Karen Bass – È la sorpresa dell’ultima ora. 66 anni, afro-americana, deputata della California, Bass si è segnalata per il suo instancabile lavoro alla Camera. Ha contribuito a pensare e scrivere progetti di legge sulla riforma di polizia, sulla sanità pubblica, sul debito studentesco, sull’assistenza agli anziani. Guida una commissione parlamentare sull’Africa. Non c’è altra candidata alla vice-presidenza che possa vantare un curriculum legislativo così ricco. Non ha una relazione particolarmente profonda con Biden ma lo ha appoggiato quando ancora lo scontro con Bernie Sanders era aperto. L’ostacolo, per lei, potrebbe essere soprattutto uno: è poco conosciuta a livello nazionale.
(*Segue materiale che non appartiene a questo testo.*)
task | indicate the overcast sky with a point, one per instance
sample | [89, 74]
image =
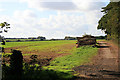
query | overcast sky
[51, 18]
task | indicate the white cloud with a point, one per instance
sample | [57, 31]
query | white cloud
[65, 5]
[24, 24]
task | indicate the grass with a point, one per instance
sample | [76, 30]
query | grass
[60, 66]
[78, 57]
[39, 46]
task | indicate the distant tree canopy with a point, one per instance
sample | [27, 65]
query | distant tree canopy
[110, 22]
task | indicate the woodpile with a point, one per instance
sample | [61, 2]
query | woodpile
[86, 40]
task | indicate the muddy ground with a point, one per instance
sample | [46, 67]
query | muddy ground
[104, 65]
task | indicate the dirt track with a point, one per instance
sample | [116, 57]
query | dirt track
[104, 65]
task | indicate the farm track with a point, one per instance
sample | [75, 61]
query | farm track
[104, 65]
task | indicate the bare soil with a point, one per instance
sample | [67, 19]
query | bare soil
[44, 56]
[104, 66]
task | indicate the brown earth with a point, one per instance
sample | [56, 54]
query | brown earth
[104, 66]
[44, 56]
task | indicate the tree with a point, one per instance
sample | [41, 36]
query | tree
[4, 27]
[110, 22]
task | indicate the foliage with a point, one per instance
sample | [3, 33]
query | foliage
[110, 22]
[4, 25]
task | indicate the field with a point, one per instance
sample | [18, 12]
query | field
[60, 56]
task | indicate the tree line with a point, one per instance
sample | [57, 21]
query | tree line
[110, 22]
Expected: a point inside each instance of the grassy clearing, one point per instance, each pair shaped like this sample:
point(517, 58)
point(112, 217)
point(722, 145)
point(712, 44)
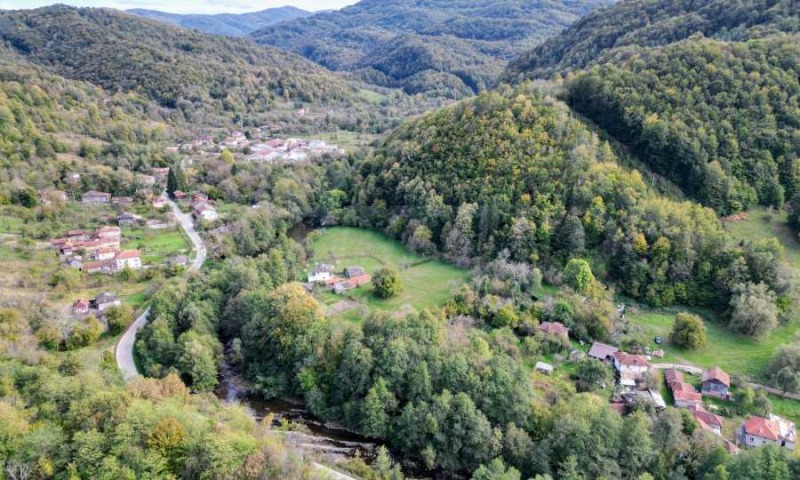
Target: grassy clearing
point(427, 284)
point(156, 245)
point(735, 353)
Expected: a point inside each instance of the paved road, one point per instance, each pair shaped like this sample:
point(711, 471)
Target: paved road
point(124, 349)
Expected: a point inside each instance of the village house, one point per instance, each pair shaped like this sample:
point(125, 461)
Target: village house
point(146, 180)
point(126, 219)
point(708, 421)
point(159, 203)
point(108, 232)
point(205, 212)
point(122, 201)
point(320, 273)
point(630, 367)
point(80, 307)
point(352, 272)
point(686, 396)
point(602, 352)
point(130, 259)
point(104, 301)
point(555, 329)
point(773, 430)
point(49, 196)
point(103, 266)
point(716, 383)
point(103, 254)
point(93, 197)
point(75, 262)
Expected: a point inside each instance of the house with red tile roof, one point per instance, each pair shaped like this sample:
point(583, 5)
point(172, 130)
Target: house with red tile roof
point(707, 421)
point(630, 367)
point(672, 376)
point(773, 430)
point(687, 397)
point(716, 383)
point(554, 328)
point(602, 352)
point(129, 258)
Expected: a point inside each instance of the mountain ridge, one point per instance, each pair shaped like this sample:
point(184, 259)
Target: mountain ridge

Stacey Abrams – Per qualche tempo questa politica afro-americana, 47 anni, è apparsa come una candidata forte. Reduce da una straordinaria campagna per diventare governatrice della Georgia (persa per un soffio), Abrams riesce a suscitare l’entusiasmo dell’elettorato più giovane e ha un curriculum perfetto per i settori più progressisti: si batte per il diritto di voto delle minoranze, per la sanità pubblica e per la riforma della giustizia. Nelle ultime settimane, Abrams ha perso smalto. Sono stati alcuni elementi caratteriali, come le frequenti telefonate di auto-promozione a esponenti democratici di primo piano, a far scegliere una compagna di viaggio meno impetuosa per Joe Biden.